Figure 2: Overall survival (OS) analysis of patients with non-metastatic ccRCC based on B4GALT1 expression. Kaplan-Meier analysis of OS in training cohort (n=207) A. and in validation cohort (n=231) B. P value was calculated by log-rank test.
Table 2: Univariate and multivariate Cox regression analysis of overall survival of the two cohorts
Univariate | Multivariate | |||||
---|---|---|---|---|---|---|
HR | 95%CI | P | HR | 95%CI | P | |
Training cohort | ||||||
B4GALT1 | 6.363 | 2.895-13.986 | <0.001 | 3.234 | 1.388-7.536 | 0.007 |
ECOG | 4.660 | 2.413-8.998 | <0.001 | 3.075 | 1.555-6.082 | 0.001 |
Fuhrman | 3.899 | 2.060-7.380 | <0.001 | 2.207 | 1.105-4.408 | 0.026 |
Necrosis | 5.348 | 2.584-11.067 | <0.001 | 2.653 | 1.203-5.849 | 0.016 |
T stage | 6.535 | 3.320-12.864 | <0.001 | 3.473 | 1.692-7.127 | <0.001 |
Validation cohort | ||||||
B4GALT1 | 3.082 | 1.560-6.090 | <0.001 | 3.007 | 1.504-6.013 | 0.002 |
ECOG | 4.551 | 2.333-8.879 | <0.001 | 3.827 | 1.846-7.931 | <0.001 |
Fuhrman | 3.758 | 1.966-7.185 | <0.001 | 2.914 | 1.436-5.914 | 0.003 |
Necrosis | 5.793 | 3.063-10.959 | <0.001 | 5.334 | 2.576-11.045 | <0.001 |
T stage | 2.653 | 1.381-5.094 | 0.004 | 4.661 | 2.201-9.868 | <0.001 |
Then multivariate Cox regression analysis involving potential risk factors identified by univariate Cox analysis was performed. Besides tumor T stage, Fuhrman grade, and ECOG-PS, B4GALT1 expression was identified as an independent prognostic factor for OS (Table 2, dichotomous B4GALT1: HR = 3.234, CI: 1.388–7.536, P = 0.007 in training cohort; HR = 3.007, CI: 1.504–6.013, P = 0.002 in validation cohort).

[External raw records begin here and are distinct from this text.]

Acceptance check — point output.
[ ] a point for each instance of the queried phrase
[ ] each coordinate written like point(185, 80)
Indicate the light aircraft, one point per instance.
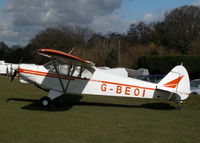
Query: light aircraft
point(68, 74)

Extension of prognostic models with B4GALT1 expression for patients with non-metastatic ccRCC
To further assess the prognostic power of B4GALT1 expression, we constructed prognostic models combining B4GALT1 expression with SSIGN score and UISS score to compare the prognostic accuracy of these models by C-index and AIC analysis. As presented in Table 3, in the training cohort, the C-indices were 0.776 and 0.802 when assessed with SSIGN and UISS outcome algorithms and were improved to 0.803 and 0.819 when dichotomous B4GALT1 signature was added. Likewise, in the validation cohort, the C-indices were improved from 0.792 and 0.729 to 0.813 and 0.776 when dichotomous B4GALT1 signature was added. Furthermore, each combined model showed a lower AIC value than corresponding conventional model alone.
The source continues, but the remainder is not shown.